# task-482.1 보고서: 고스트 태스크 근본 원인 분석 (task-1.1, task-4.1)

**작성자**: 라 (Ra) / dev3-team
**작성일**: 2026-03-12
**상태**: 분석 완료 (읽기 전용)

---

## 1. 근본 원인

### 1-A. PRIMARY: test_dispatch.py 테스트 격리 취약점 (직접 원인)

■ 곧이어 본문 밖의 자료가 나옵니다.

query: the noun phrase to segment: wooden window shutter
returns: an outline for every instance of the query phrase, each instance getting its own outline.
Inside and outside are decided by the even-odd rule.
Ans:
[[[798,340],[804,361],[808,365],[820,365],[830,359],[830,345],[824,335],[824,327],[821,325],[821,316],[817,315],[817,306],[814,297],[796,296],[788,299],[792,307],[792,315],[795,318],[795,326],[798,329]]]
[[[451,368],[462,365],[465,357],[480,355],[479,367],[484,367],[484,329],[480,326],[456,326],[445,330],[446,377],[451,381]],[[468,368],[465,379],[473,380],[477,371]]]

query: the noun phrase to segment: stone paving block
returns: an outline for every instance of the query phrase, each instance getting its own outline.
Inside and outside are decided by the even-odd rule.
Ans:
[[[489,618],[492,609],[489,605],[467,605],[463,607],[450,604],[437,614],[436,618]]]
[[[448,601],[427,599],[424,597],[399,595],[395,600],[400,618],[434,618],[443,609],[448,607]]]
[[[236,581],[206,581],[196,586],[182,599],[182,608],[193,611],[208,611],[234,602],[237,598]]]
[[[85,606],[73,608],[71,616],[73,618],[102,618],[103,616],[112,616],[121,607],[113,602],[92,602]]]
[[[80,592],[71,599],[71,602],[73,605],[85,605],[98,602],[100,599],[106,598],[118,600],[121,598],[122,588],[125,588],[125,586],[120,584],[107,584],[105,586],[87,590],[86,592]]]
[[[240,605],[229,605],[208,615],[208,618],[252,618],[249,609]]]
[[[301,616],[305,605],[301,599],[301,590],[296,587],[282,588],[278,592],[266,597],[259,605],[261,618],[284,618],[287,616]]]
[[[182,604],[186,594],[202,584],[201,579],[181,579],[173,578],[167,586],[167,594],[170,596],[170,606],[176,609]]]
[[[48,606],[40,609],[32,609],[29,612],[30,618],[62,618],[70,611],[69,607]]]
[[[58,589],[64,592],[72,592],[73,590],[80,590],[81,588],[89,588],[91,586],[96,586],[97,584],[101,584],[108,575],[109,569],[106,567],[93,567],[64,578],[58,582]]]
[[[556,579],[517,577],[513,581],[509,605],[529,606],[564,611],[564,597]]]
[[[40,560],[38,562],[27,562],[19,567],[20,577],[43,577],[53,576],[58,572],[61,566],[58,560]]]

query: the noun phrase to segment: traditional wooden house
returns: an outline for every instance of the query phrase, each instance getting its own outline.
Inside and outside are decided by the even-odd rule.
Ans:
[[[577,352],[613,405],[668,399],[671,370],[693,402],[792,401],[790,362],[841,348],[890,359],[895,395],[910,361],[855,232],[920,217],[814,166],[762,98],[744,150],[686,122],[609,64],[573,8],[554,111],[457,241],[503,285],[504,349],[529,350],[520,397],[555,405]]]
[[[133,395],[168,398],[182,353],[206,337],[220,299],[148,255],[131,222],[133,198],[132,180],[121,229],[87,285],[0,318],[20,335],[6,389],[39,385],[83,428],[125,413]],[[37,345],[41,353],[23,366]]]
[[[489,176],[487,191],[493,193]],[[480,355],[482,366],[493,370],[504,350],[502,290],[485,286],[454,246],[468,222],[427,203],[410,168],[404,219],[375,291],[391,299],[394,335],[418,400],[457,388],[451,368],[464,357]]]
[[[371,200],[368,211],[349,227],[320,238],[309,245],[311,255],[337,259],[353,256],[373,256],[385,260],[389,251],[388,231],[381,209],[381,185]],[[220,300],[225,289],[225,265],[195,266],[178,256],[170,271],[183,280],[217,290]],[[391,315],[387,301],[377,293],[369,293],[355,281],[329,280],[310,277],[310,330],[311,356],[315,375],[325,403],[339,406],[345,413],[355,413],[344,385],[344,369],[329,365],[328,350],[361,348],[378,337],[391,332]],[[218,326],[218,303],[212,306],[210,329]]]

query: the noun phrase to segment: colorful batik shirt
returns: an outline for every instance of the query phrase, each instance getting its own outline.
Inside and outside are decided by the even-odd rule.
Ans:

**파일**: `/home/jay/workspace/tests/test_dispatch.py`

`dispatch.dispatch()` 를 호출하면서 `subprocess.run`을 모킹하지 않는 테스트들이 존재한다.
이로 인해 실제 `task-timer.py`가 subprocess로 실행되어 **REAL task-timers.json에 쓰기**가 발생한다.

**문제 발생 경로:**
1. `dispatch_mod = _load_dispatch_with_workspace(tmp_path)` → WORKSPACE를 tmp_path로 패치
2. 그러나 `TASK_TIMER` 변수는 모듈 로드 시 이미 `/home/jay/workspace/memory/task-timer.py`로 설정됨 → 패치되지 않음
3. `generate_task_id()` → tmp_path JSON(비어있거나 task-1,2,3 세팅) → "task-1.1" 또는 "task-4.1" 반환
4. `subprocess.run(["python3", REAL_task-timer.py, "start", "task-1.1", ...])` → 실제 실행
5. 실제 task-timers.json에 task-1.1/task-4.1이 "running"으로 기록됨
6. `_cleanup_task()` → tmp_path JSON에서만 삭제 (실제 JSON 미정리)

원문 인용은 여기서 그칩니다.